Il est rattaché à une ligne de chemin de fer touristique à voie étroite, aujourd'hui fermée. La Road Transport Historical Society, qui possède également le National Road Transport Museum adjacent, gère le musée.
Suite à la fermeture du Central Australia Railway après l'ouverture d'une nouvelle ligne à écartement standard reliant Tarcoola à Alice Springs en 1980, la Ghan Preservation Society est créée en 1981.
L'association opérait depuis un site situé à McDonnell Siding, 6,4 km au sud d'Alice Springs. Une subvention de 800 000 dollars australiens accordée en 1987 par l'Australian Bicentennial Authority permet de financer la construction d'une réplique d'un bâtiment de gare des South Australian Railways[1], et un bail conclu avec l'Australian National Railways Commission rend possible l'exploitation de trains touristiques à partir d' sur les 25 km de voie vers le sud jusqu'à Ewaninga Siding[2],[3],[4],[5].
Les trains de la société —quatre par semaine au début des années 1990[6]— sont tractés par une ancienne locomotive à vapeur de classe W de la WAGR et une locomotive diesel de classe NSU des Chemins de fer du Commonwealth tirant des wagons précédemment utilisés sur le Ghan[7],[8].

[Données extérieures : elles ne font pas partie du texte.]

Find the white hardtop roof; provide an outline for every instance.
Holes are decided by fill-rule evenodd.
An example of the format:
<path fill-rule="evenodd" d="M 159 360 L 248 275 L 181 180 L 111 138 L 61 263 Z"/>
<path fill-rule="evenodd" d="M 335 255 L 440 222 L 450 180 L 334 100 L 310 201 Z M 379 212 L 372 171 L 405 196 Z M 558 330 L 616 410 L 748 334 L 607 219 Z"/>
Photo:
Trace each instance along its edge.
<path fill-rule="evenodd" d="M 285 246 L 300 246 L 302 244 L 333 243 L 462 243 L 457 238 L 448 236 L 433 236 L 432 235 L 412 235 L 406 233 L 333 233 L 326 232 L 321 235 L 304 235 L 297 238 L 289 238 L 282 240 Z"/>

En 1995, la société rencontre des difficultés financières, rompt ses liens avec le musée des transports routiers voisin[Notes 1] (le National Road Transport Hall of Fame, renommé en National Road Transport Museum) et perd de nombreux bénévoles. Les circulations ferroviaires cessent en 2001 et les locomotives ainsi que le matériel roulant sont placés en exposition statique. En 2005, les locomotives et le matériel roulant sont vandalisés et la voie ferrée est en mauvais état; la presse fait état d'un conflit entre les membres qui souhaitaient confier la gestion du site à du personnel rémunéré et ceux qui voulaient raviver l'intérêt des bénévoles[6]. En novembre 2020, le projet est décrit comme «quasiment oublié depuis plus d'une décennie, mais faisant désormais l'objet d'un effort de relance dynamique» impliquant le soutien de la communauté locale et des entreprises pour restaurer les locomotives, le matériel roulant et la ligne de chemin de fer. Les promoteurs reconnaissent les nombreux défis à relever, mais affirment qu'en cas de succès, Alice Springs disposerait d'un atout touristique majeur et d'un parc des transports ludique pour les habitants[5].